In [1]:
# These are all the modules we'll be using later. Make sure you can import them
# before proceeding further.
import numpy as np
import tensorflow as tf
from six.moves import cPickle as pickle
from six.moves import range

#Data loading

In [6]:
pickle_file = 'data/notMNIST.pickle'

with open(pickle_file, 'rb') as f:
    save = pickle.load(f)
    train_dataset = save['train_dataset']
    train_labels = save['train_labels']
    valid_dataset = save['valid_dataset']
    valid_labels = save['valid_labels']
    test_dataset = save['test_dataset']
    test_labels = save['test_labels']
    del save  # hint to help gc free up memory
    print('Training set', train_dataset.shape, train_labels.shape)
    print('Validation set', valid_dataset.shape, valid_labels.shape)
    print('Test set', test_dataset.shape, test_labels.shape)
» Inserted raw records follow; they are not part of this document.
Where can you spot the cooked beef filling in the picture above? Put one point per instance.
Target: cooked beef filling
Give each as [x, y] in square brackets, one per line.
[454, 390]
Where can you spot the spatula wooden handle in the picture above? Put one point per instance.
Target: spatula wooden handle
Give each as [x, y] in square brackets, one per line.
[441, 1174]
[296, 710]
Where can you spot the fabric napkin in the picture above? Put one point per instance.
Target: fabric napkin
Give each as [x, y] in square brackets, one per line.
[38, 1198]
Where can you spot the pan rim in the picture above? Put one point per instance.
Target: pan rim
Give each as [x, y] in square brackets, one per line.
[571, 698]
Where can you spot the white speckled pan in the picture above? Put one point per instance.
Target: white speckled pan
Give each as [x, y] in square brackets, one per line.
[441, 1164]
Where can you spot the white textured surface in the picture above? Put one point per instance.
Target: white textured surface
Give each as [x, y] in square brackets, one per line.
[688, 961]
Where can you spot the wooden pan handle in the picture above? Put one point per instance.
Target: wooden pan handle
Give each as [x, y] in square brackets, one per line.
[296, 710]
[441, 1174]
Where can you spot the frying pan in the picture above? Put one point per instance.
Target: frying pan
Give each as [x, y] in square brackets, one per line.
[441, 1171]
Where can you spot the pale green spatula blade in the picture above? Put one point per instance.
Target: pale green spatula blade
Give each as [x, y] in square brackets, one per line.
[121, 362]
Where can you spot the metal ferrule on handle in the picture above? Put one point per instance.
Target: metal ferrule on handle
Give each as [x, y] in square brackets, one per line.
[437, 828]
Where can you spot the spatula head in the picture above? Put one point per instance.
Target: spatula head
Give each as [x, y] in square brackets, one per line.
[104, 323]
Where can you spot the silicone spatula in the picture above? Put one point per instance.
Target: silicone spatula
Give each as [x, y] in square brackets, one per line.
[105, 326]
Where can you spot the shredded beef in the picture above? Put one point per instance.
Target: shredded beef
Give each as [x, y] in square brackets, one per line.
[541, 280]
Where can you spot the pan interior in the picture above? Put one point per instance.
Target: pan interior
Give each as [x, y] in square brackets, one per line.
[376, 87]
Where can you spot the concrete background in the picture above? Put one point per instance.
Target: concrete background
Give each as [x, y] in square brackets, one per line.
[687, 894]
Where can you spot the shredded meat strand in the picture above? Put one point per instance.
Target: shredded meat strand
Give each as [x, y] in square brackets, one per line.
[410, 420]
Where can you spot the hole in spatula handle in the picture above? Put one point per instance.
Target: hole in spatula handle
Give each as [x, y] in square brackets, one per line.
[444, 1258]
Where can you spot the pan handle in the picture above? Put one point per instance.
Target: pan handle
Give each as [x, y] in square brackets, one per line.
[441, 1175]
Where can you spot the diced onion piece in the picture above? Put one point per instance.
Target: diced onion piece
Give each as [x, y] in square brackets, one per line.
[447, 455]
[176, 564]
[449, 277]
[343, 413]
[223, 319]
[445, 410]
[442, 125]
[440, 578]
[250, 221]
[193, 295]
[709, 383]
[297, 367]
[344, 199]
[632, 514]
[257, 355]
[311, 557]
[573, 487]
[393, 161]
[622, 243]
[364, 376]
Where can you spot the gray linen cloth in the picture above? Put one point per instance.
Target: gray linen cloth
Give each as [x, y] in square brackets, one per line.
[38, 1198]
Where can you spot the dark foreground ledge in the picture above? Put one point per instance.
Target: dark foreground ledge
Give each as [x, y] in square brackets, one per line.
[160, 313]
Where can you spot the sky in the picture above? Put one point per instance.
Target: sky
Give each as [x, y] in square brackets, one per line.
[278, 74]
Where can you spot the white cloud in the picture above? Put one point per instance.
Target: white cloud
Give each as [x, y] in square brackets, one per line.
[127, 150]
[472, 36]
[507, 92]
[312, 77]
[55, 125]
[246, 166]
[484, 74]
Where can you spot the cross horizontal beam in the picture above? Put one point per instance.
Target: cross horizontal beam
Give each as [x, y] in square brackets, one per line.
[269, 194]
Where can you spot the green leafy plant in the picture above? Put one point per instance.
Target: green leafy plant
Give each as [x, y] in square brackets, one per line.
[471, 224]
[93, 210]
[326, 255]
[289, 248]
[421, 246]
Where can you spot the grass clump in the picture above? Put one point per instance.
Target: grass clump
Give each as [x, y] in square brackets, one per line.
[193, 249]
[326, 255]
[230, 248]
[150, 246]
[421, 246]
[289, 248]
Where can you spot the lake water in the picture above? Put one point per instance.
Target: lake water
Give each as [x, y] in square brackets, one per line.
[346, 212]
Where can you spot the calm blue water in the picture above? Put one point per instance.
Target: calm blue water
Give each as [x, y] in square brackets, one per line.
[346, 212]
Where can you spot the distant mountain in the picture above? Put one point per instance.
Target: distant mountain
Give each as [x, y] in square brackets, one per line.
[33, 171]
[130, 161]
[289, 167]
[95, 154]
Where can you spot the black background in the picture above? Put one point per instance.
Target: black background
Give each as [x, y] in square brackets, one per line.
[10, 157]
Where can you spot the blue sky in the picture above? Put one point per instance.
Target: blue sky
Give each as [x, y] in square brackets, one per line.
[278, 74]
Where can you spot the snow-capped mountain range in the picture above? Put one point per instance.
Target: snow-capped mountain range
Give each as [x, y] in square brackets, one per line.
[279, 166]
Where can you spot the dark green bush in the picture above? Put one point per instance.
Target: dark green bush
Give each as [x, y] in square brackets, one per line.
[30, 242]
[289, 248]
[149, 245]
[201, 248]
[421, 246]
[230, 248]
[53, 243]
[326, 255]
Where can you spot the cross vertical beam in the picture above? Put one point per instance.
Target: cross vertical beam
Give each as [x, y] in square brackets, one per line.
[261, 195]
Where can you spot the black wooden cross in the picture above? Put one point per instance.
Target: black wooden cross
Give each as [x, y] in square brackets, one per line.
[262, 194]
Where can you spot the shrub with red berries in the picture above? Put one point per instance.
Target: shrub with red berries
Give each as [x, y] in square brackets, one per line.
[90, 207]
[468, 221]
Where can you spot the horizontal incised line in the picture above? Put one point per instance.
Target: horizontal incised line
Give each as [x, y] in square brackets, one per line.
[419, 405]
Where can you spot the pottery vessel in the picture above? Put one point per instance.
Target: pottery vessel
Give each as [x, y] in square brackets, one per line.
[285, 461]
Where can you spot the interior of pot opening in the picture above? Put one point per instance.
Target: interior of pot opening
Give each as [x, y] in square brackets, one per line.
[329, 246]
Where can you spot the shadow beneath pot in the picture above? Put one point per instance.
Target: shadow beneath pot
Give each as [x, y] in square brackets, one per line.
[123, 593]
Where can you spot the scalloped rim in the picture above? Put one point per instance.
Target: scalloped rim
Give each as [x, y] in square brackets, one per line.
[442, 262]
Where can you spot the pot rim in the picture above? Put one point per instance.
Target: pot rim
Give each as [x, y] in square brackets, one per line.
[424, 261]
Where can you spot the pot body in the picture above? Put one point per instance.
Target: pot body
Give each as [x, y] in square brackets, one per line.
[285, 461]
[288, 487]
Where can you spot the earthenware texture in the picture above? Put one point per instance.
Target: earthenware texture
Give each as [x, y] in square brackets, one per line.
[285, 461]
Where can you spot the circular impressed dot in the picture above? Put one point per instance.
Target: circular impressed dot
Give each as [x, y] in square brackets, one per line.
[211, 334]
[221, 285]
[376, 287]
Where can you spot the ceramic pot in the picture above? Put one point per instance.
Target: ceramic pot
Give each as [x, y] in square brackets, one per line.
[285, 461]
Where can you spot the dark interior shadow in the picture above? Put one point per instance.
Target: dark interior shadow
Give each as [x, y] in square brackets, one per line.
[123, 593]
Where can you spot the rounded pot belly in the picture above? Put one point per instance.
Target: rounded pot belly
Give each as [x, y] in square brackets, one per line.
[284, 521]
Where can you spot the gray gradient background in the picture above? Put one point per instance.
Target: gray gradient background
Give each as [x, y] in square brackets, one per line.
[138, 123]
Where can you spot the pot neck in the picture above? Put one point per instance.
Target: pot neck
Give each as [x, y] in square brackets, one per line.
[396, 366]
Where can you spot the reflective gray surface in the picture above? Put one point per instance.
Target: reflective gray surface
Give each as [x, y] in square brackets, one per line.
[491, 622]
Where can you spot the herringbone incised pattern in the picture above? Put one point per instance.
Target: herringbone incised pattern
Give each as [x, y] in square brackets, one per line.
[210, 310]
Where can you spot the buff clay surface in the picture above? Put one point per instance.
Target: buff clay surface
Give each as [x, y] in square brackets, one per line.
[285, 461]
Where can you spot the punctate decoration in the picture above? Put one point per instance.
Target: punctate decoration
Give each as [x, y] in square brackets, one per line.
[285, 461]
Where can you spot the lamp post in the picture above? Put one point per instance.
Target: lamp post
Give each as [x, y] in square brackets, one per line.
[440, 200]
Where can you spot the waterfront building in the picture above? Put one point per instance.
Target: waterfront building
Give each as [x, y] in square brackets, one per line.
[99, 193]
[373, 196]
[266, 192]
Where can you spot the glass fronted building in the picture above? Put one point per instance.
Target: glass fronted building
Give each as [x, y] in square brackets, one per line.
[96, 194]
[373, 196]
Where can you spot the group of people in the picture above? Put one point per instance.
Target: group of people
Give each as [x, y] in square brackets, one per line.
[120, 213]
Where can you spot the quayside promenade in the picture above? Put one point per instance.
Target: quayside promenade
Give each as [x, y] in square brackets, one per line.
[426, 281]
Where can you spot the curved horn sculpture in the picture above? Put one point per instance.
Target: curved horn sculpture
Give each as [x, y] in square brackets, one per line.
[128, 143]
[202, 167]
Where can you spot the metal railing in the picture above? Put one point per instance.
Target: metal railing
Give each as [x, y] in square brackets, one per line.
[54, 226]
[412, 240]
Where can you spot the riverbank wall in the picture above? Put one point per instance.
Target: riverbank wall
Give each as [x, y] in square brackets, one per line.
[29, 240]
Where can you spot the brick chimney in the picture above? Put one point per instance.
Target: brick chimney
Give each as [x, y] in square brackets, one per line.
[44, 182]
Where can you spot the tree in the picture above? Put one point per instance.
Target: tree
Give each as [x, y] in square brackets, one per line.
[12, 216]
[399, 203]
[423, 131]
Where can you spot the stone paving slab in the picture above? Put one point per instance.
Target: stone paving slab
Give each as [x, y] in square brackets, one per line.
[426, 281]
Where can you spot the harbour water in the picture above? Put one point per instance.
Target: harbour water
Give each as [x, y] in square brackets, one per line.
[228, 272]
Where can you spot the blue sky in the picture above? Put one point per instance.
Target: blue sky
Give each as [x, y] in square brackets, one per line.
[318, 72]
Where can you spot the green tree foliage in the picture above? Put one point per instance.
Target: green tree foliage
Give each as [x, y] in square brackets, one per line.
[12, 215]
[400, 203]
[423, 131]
('Training set', (10000, 28, 28), (10000,))
('Validation set', (5000, 28, 28), (5000,))
('Test set', (5000, 28, 28), (5000,))


#Data reformating
Reformat data into shape adapted to logistic regression and multiplayer percentron model
- data as flat matrix, each images is representes of a row of 28*28 variables.
- labels as one-hot encodings: map 0 to [1.0, 0.0, 0.0 ...], 1 to [0.0, 1.0, 0.0 ...] and so on

In [7]:
image_size = 28
num_labels = 10

def reformat(dataset, labels):
    dataset = dataset.reshape((-1, image_size * image_size)).astype(np.float32)
    # Map 0 to [1.0, 0.0, 0.0 ...], 1 to [0.0, 1.0, 0.0 ...]
    labels = (np.arange(num_labels) == labels[:,None]).astype(np.float32)
    return dataset, labels
train_dataset, train_labels = reformat(train_dataset, train_labels)
valid_dataset, valid_labels = reformat(valid_dataset, valid_labels)
test_dataset, test_labels = reformat(test_dataset, test_labels)
print('Training set', train_dataset.shape, train_labels.shape)
print('Validation set', valid_dataset.shape, valid_labels.shape)
print('Test set', test_dataset.shape, test_labels.shape)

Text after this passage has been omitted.